Speaker: Molly Andrews (Professor of Political Psychology UEL , and Co-director of the Centre for Narrative Research)
Narratives are not only the means by which individuals breathe public life into personal experience, they are a primary tool by which individuals recognise and affirm themselves as members of a group, thereby often acting as a catalyst for the raising of political consciousness. Narratives can thus play a vital role in de-individualising that which is personal; rendering experience into a narrative form can help individuals to become more actively engaged in shaping the conditions of their lives. Stories, then, are not just within the domain of the individual, but are built upon the collective memory of a group, just as they help to create how that memory is mobilised and for what purposes.
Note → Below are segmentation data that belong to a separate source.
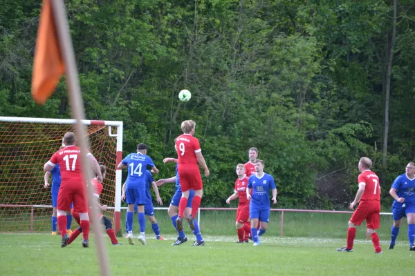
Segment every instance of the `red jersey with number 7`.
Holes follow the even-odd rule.
[[[370,170],[366,170],[359,175],[358,177],[359,184],[365,184],[365,192],[360,198],[360,201],[377,200],[380,201],[380,186],[379,185],[379,177],[376,173]]]
[[[86,155],[92,155],[89,152]],[[66,146],[57,151],[48,162],[49,165],[59,164],[61,171],[61,187],[68,183],[83,181],[81,172],[81,149],[75,146]]]
[[[197,138],[189,134],[180,135],[176,139],[176,149],[179,164],[197,165],[196,153],[202,151]]]

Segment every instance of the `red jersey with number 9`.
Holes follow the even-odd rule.
[[[180,135],[176,139],[176,150],[179,164],[196,164],[196,153],[202,151],[197,138],[189,134]]]
[[[88,152],[87,155],[91,155]],[[82,183],[81,173],[81,149],[75,146],[66,146],[57,151],[48,162],[55,166],[59,164],[61,171],[61,187],[68,183]]]
[[[358,177],[359,184],[364,183],[365,192],[360,198],[361,201],[377,200],[380,201],[380,186],[379,185],[379,177],[376,173],[370,170],[365,170]]]

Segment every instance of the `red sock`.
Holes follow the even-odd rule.
[[[72,217],[75,219],[78,225],[81,226],[81,219],[80,218],[80,213],[77,212],[72,211]]]
[[[118,240],[117,239],[117,237],[116,237],[116,233],[113,228],[107,229],[107,234],[108,234],[108,237],[111,239],[111,243],[113,244],[117,244],[118,243]]]
[[[249,239],[249,235],[250,234],[250,224],[249,222],[243,224],[243,231],[245,232],[245,239]]]
[[[66,234],[66,215],[57,217],[57,226],[62,237]]]
[[[69,237],[69,240],[68,241],[68,244],[72,244],[72,241],[75,241],[75,239],[80,235],[81,231],[80,231],[79,228],[76,228],[72,232],[72,235]]]
[[[202,198],[198,195],[195,195],[194,197],[193,197],[193,201],[192,201],[192,217],[193,218],[195,218],[197,215],[199,208],[201,206],[201,201]]]
[[[185,210],[186,209],[187,206],[187,199],[185,197],[181,198],[180,202],[178,203],[178,216],[180,217],[183,217],[183,215],[185,214]]]
[[[375,251],[378,253],[382,251],[382,248],[380,247],[380,244],[379,243],[379,236],[378,236],[378,234],[376,233],[373,233],[370,235],[370,237],[372,238],[372,243],[375,247]]]
[[[356,228],[354,227],[349,227],[347,230],[347,249],[353,249],[353,241],[356,236]]]
[[[89,221],[82,220],[81,228],[82,228],[82,237],[84,239],[89,239]]]
[[[238,233],[238,239],[239,241],[243,241],[243,235],[245,235],[243,228],[237,229],[237,233]]]

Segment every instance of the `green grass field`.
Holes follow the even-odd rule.
[[[112,275],[412,275],[415,253],[399,241],[394,250],[374,253],[370,241],[357,241],[353,253],[338,253],[344,239],[279,238],[268,235],[259,246],[235,244],[229,236],[205,235],[205,246],[190,241],[172,246],[148,239],[147,246],[112,246],[106,239]],[[98,274],[93,239],[83,248],[80,239],[61,248],[60,237],[46,234],[0,234],[0,275],[90,275]],[[398,264],[398,266],[397,266]]]
[[[149,224],[147,246],[112,246],[105,238],[112,275],[139,273],[157,275],[225,275],[273,273],[290,275],[391,275],[398,272],[412,275],[415,252],[409,251],[406,223],[402,226],[396,246],[388,250],[391,216],[382,216],[379,230],[384,254],[374,254],[371,241],[366,240],[365,225],[358,228],[353,253],[338,253],[345,244],[348,214],[290,213],[284,215],[284,237],[279,237],[279,213],[272,213],[269,229],[260,246],[252,243],[235,244],[233,211],[203,211],[201,229],[206,245],[192,246],[194,240],[185,227],[189,241],[172,246],[175,231],[165,210],[156,210],[161,233],[167,241],[156,240]],[[124,216],[122,218],[124,220]],[[1,221],[0,221],[1,222]],[[60,237],[44,233],[0,233],[0,275],[98,275],[93,238],[91,247],[82,248],[81,239],[65,248]],[[123,223],[122,223],[122,228]],[[135,234],[138,233],[136,217]],[[74,224],[72,228],[76,227]],[[398,264],[397,268],[396,264]],[[412,271],[412,272],[411,272]]]

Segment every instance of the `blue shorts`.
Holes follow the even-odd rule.
[[[127,186],[125,190],[125,202],[127,204],[145,205],[145,187]]]
[[[57,206],[57,193],[53,193],[52,194],[52,207],[56,208]],[[71,203],[71,208],[73,208],[73,203]]]
[[[251,219],[258,219],[259,221],[268,223],[270,221],[270,209],[258,209],[250,206],[249,216]]]
[[[402,207],[393,207],[392,214],[394,220],[399,220],[403,217],[406,217],[409,213],[415,213],[415,204],[406,205],[403,204]]]
[[[192,208],[192,201],[193,200],[193,197],[194,197],[194,191],[193,190],[190,190],[190,192],[189,198],[187,199],[187,206],[186,207]],[[181,189],[180,188],[176,188],[176,193],[174,193],[174,195],[173,195],[170,205],[178,207],[178,203],[180,202],[181,195]]]

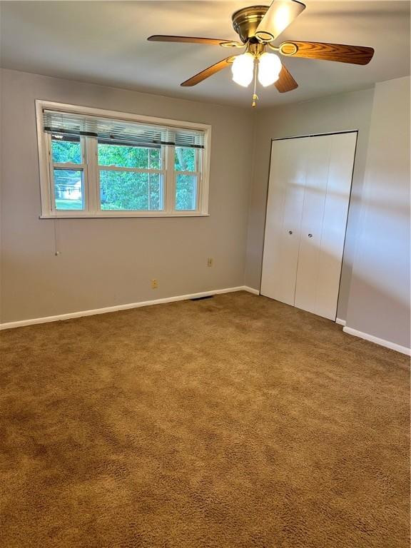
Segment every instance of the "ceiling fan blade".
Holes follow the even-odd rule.
[[[298,87],[298,84],[284,65],[283,65],[283,68],[280,72],[280,78],[274,83],[274,85],[280,93],[285,93],[286,91],[292,91],[293,89]]]
[[[223,44],[230,44],[233,46],[238,46],[242,47],[243,44],[241,42],[233,41],[233,40],[223,40],[218,38],[199,38],[198,36],[173,36],[166,34],[153,34],[149,36],[147,40],[151,42],[181,42],[183,44],[206,44],[211,46],[221,46]]]
[[[274,0],[255,31],[260,40],[272,41],[305,9],[305,6],[297,0]]]
[[[234,58],[231,56],[227,57],[226,59],[223,59],[223,61],[219,61],[218,63],[215,63],[215,65],[211,65],[211,66],[208,66],[207,68],[201,71],[201,72],[192,76],[188,80],[186,80],[185,82],[183,82],[183,83],[181,83],[180,85],[183,87],[196,86],[197,83],[202,82],[203,80],[206,80],[206,78],[212,76],[213,74],[215,74],[216,72],[223,70],[223,68],[225,68],[227,66],[230,66],[233,59]]]
[[[323,42],[283,42],[280,53],[291,57],[338,61],[354,65],[367,65],[374,55],[372,48]]]

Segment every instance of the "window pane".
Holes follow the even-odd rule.
[[[76,169],[54,170],[56,209],[84,209],[83,171]]]
[[[98,143],[98,163],[100,166],[160,169],[160,148],[143,148],[141,146]]]
[[[176,147],[174,169],[176,171],[196,171],[196,149]]]
[[[80,137],[63,137],[51,135],[51,151],[54,163],[81,163]]]
[[[197,209],[197,176],[178,175],[176,180],[176,209]]]
[[[100,200],[104,210],[161,210],[163,176],[101,170]]]

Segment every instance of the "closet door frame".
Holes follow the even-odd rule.
[[[350,186],[350,195],[348,197],[348,208],[347,210],[347,218],[345,220],[345,226],[344,227],[344,243],[342,246],[342,255],[341,256],[341,266],[340,269],[340,283],[338,285],[338,294],[337,295],[337,308],[335,310],[335,320],[331,320],[334,321],[335,323],[340,323],[340,320],[338,320],[338,318],[337,317],[338,310],[338,304],[340,303],[340,293],[341,291],[341,274],[342,272],[342,265],[344,264],[344,256],[345,254],[345,243],[347,240],[347,227],[348,225],[348,218],[350,216],[350,210],[351,208],[351,198],[352,196],[352,180],[354,178],[354,170],[355,169],[355,158],[357,156],[357,148],[358,146],[358,129],[347,129],[344,130],[343,131],[328,131],[321,133],[308,133],[307,135],[295,135],[291,137],[279,137],[278,138],[272,138],[270,141],[270,158],[268,161],[268,166],[269,166],[269,171],[268,171],[268,177],[267,180],[267,192],[265,195],[265,215],[264,217],[264,227],[263,227],[263,253],[261,255],[261,263],[260,263],[260,290],[259,293],[261,294],[261,283],[262,283],[262,279],[263,279],[263,266],[264,263],[264,250],[265,248],[265,229],[267,226],[267,215],[268,215],[268,193],[270,192],[270,176],[271,175],[271,161],[272,161],[272,154],[273,154],[273,143],[278,141],[288,141],[290,139],[301,139],[306,137],[321,137],[324,136],[328,136],[328,135],[342,135],[343,133],[355,133],[355,148],[354,149],[354,158],[352,161],[352,170],[351,172],[351,184]]]

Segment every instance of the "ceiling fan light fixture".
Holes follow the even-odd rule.
[[[238,55],[231,66],[233,80],[246,88],[253,81],[254,76],[254,56],[249,53]]]
[[[275,54],[263,53],[258,59],[258,81],[263,87],[271,86],[280,77],[283,65]]]

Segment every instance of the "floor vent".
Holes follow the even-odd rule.
[[[190,300],[203,300],[204,299],[212,299],[213,297],[214,297],[213,295],[206,295],[206,297],[195,297],[193,299],[190,299]]]

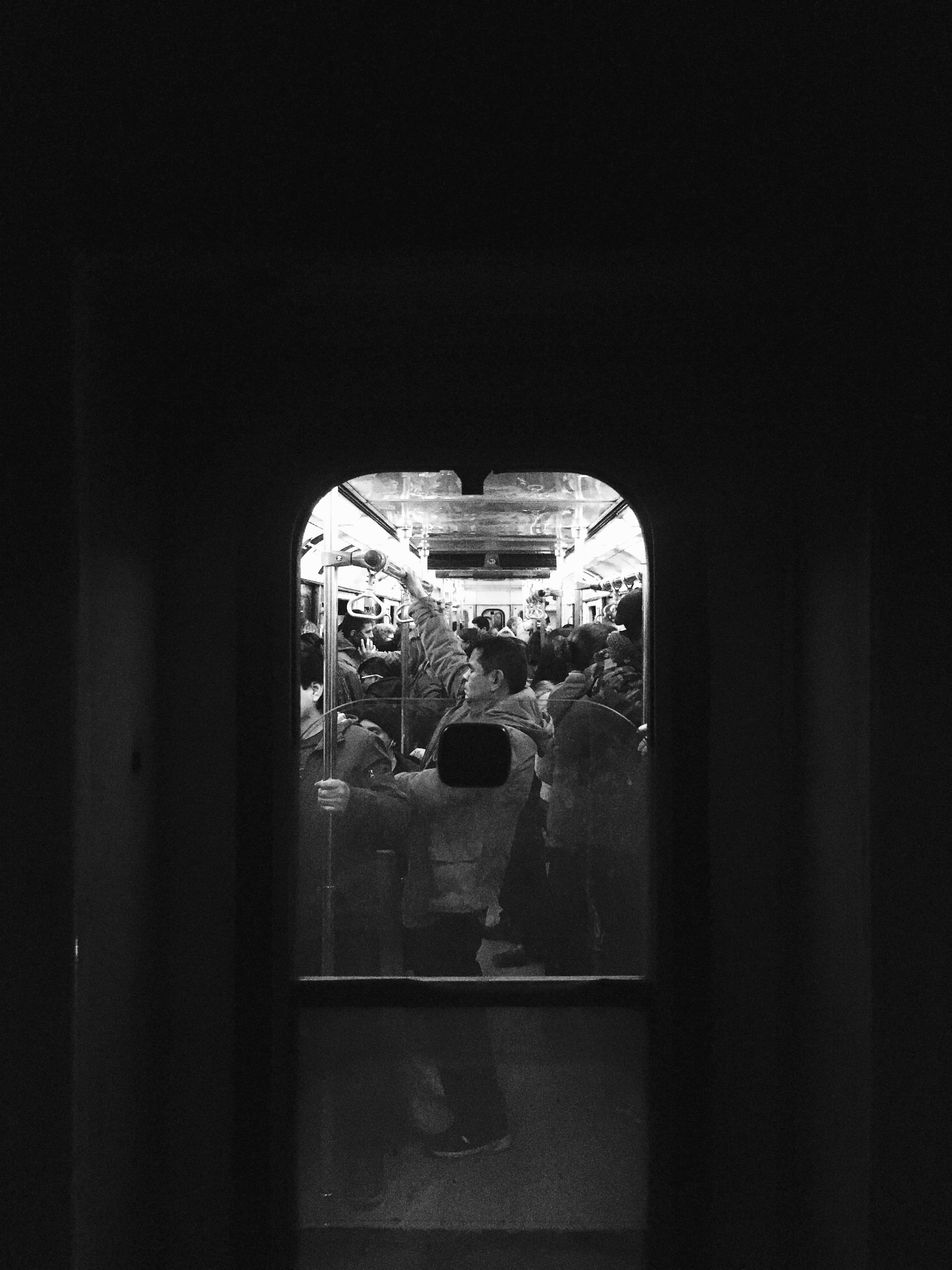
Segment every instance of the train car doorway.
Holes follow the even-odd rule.
[[[638,1264],[637,516],[578,472],[491,474],[481,495],[452,471],[358,476],[310,512],[300,597],[298,1265],[376,1264],[358,1246],[392,1261],[424,1232]],[[440,738],[473,723],[508,738],[499,789],[440,766]]]

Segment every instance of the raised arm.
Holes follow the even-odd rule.
[[[413,596],[413,613],[430,671],[443,685],[447,695],[458,701],[470,677],[470,662],[458,635],[448,630],[437,602],[423,589],[423,583],[413,569],[406,572],[406,589]]]

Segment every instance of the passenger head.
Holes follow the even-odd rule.
[[[368,657],[366,662],[360,662],[360,682],[368,678],[383,679],[392,673],[382,657]]]
[[[608,644],[611,631],[603,622],[586,622],[572,632],[569,649],[574,671],[584,671]]]
[[[571,662],[569,659],[567,640],[561,638],[547,640],[538,655],[534,682],[561,683],[569,674],[569,671],[571,671]]]
[[[352,613],[345,613],[344,621],[340,624],[340,634],[357,648],[362,640],[373,639],[373,626],[369,617],[354,617]]]
[[[381,653],[392,653],[400,648],[400,632],[390,622],[377,622],[371,639]]]
[[[301,636],[301,718],[319,710],[324,696],[324,644],[310,631]]]
[[[472,705],[501,701],[522,692],[529,677],[526,648],[518,639],[484,636],[470,653],[470,665],[466,700]]]
[[[614,620],[625,627],[625,634],[633,643],[641,639],[641,620],[644,613],[644,593],[630,591],[618,601]]]

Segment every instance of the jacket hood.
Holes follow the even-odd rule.
[[[536,743],[539,754],[545,754],[552,740],[552,720],[539,707],[536,693],[528,685],[520,692],[490,706],[484,718],[526,733]]]

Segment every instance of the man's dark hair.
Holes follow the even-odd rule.
[[[324,683],[324,640],[306,632],[301,636],[301,687]]]
[[[625,631],[631,640],[641,639],[641,615],[642,615],[644,593],[641,588],[637,591],[630,591],[618,601],[616,608],[614,620],[619,626],[625,627]]]
[[[354,617],[353,613],[347,613],[344,621],[340,624],[340,634],[353,644],[354,636],[359,638],[360,629],[367,626],[368,622],[373,626],[372,617]]]
[[[584,671],[595,660],[595,654],[608,644],[611,627],[604,622],[585,622],[569,640],[574,671]]]
[[[522,692],[529,677],[526,645],[522,640],[484,635],[475,646],[480,652],[480,663],[486,674],[490,671],[501,671],[509,692]]]
[[[550,683],[561,683],[571,671],[569,660],[569,643],[561,636],[556,640],[547,640],[546,646],[538,655],[536,667],[536,679],[547,679]]]

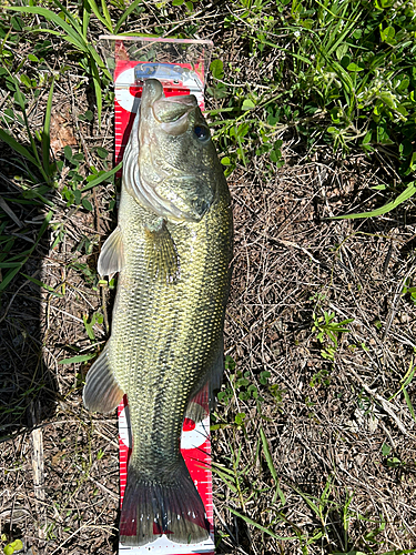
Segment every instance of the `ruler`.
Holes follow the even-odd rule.
[[[115,127],[115,163],[123,159],[132,124],[136,117],[142,83],[148,78],[159,79],[163,84],[166,97],[177,94],[195,94],[200,108],[204,108],[203,98],[203,68],[202,73],[195,72],[195,67],[186,63],[152,63],[123,59],[123,41],[115,41],[114,68],[114,127]],[[120,56],[121,52],[121,56]],[[119,172],[120,176],[121,172]],[[212,504],[212,474],[211,474],[211,441],[210,441],[210,408],[207,386],[193,402],[201,404],[205,410],[205,418],[195,423],[185,418],[181,436],[181,451],[190,471],[191,477],[205,506],[206,518],[210,522],[211,534],[207,539],[199,544],[177,544],[171,542],[166,535],[146,545],[131,547],[119,544],[119,553],[125,555],[139,554],[210,554],[214,555],[214,524]],[[128,476],[128,464],[132,447],[132,434],[129,421],[129,403],[124,396],[118,408],[119,415],[119,447],[120,447],[120,507]]]

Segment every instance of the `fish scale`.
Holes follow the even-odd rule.
[[[163,129],[154,120],[158,107]],[[135,133],[146,148],[139,150]],[[159,81],[144,85],[139,129],[135,123],[125,152],[119,224],[99,260],[100,273],[120,272],[112,332],[88,374],[84,403],[108,412],[128,395],[133,450],[122,543],[143,545],[160,534],[197,543],[209,525],[180,436],[192,396],[223,369],[230,193],[195,98],[164,99]],[[163,170],[152,165],[160,159]]]

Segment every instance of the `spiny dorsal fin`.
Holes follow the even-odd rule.
[[[120,272],[124,266],[123,238],[118,225],[102,245],[98,262],[100,275],[108,275],[110,279]]]
[[[179,256],[165,220],[159,218],[154,224],[146,225],[145,238],[148,271],[156,279],[174,283],[179,278]]]
[[[87,374],[82,398],[85,408],[92,412],[111,413],[124,395],[111,372],[108,351],[105,346]]]

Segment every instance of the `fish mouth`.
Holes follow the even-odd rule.
[[[200,221],[209,205],[199,200],[197,191],[204,184],[201,178],[177,174],[173,168],[171,172],[159,162],[155,154],[159,144],[156,129],[172,137],[181,135],[187,130],[189,113],[195,108],[197,101],[194,95],[166,98],[160,81],[144,81],[138,128],[139,167],[130,181],[135,196],[145,208],[172,221]],[[195,198],[189,202],[177,193],[184,183],[195,189]]]

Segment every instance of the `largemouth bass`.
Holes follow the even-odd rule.
[[[99,273],[119,273],[111,336],[87,375],[84,405],[111,412],[125,393],[133,435],[120,539],[209,535],[180,451],[192,398],[223,372],[232,211],[210,130],[194,95],[165,98],[145,81],[124,153],[118,228]],[[187,412],[186,412],[187,411]]]

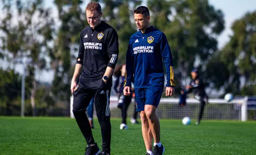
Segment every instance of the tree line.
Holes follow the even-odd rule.
[[[20,113],[22,77],[15,68],[22,65],[26,69],[26,115],[47,115],[54,107],[68,109],[79,33],[88,26],[83,1],[55,0],[57,10],[43,0],[1,1],[0,115]],[[138,31],[133,11],[142,2],[96,1],[103,7],[102,19],[118,32],[118,63],[125,63],[130,37]],[[151,25],[166,34],[172,50],[176,96],[194,67],[208,90],[223,92],[221,97],[227,92],[256,94],[256,11],[233,23],[233,34],[219,49],[217,38],[225,28],[225,15],[207,0],[148,0],[146,6]],[[43,71],[52,73],[51,83],[40,82]]]

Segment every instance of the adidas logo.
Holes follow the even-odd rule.
[[[103,93],[105,93],[105,92],[104,92],[104,91],[102,91],[99,94],[103,94]]]

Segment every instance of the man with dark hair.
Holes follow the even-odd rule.
[[[205,93],[205,84],[202,79],[199,77],[197,68],[194,68],[190,74],[192,81],[189,85],[186,86],[187,91],[186,93],[190,93],[193,91],[195,98],[200,101],[198,119],[196,123],[197,125],[199,125],[203,116],[205,104],[206,103],[208,103],[208,96]]]
[[[118,36],[111,26],[101,20],[102,13],[98,3],[90,2],[86,11],[90,26],[80,34],[78,56],[70,87],[74,95],[73,113],[87,144],[85,154],[110,154],[109,99],[112,75],[118,59]],[[82,75],[77,84],[81,71]],[[85,113],[93,97],[101,125],[101,153],[94,141]]]
[[[165,35],[150,26],[148,9],[145,6],[138,7],[134,10],[134,16],[139,31],[130,39],[123,93],[125,95],[130,95],[131,82],[134,79],[135,97],[137,111],[140,112],[146,154],[162,155],[165,147],[160,141],[160,124],[155,111],[163,91],[162,60],[167,76],[166,96],[171,96],[174,93],[173,56]]]

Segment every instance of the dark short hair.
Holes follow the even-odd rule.
[[[98,2],[91,2],[86,6],[86,10],[90,11],[97,11],[98,13],[101,13],[101,6]]]
[[[133,14],[142,14],[143,16],[149,16],[149,9],[144,6],[141,6],[137,7],[134,11],[133,11]]]

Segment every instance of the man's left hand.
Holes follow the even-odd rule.
[[[165,89],[165,96],[171,96],[174,94],[175,89],[174,87],[168,87]]]

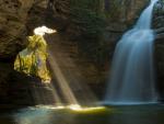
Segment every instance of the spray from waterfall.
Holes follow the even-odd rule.
[[[157,101],[153,68],[155,35],[151,30],[156,2],[157,0],[151,0],[134,27],[126,32],[117,44],[106,103],[139,104]]]

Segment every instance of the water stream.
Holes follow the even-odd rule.
[[[118,42],[110,80],[105,98],[109,104],[140,104],[157,101],[153,68],[153,43],[151,30],[153,7],[151,3],[140,15],[134,27]]]

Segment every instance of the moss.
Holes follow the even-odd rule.
[[[39,35],[28,36],[28,46],[19,53],[14,69],[26,75],[39,77],[43,82],[49,82],[50,76],[46,67],[47,44]]]

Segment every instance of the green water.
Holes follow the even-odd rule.
[[[0,124],[164,124],[164,105],[107,106],[93,112],[26,108],[1,113]]]

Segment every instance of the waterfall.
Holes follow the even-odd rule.
[[[155,35],[151,30],[156,2],[151,0],[134,27],[117,43],[105,103],[140,104],[157,101],[153,68]]]

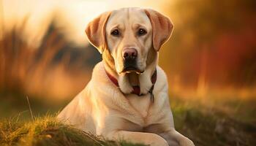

This paper will explore the relationship between micro and macro political narratives, in other words the dynamic interplay between the stories of individuals (both told and untold) and the contested stories of the communities in which they live.
Molly Andrews‘ research interests include the psychological basis of political commitment, psychological challenges posed by societies in transition to democracy, patriotism, conversations between generations, gender and aging, and counter-narratives. Her monographs include Shaping History: Narratives of Political Change (Cambridge 2007) and Narrative Imagination and Everyday Life (Oxford 2013).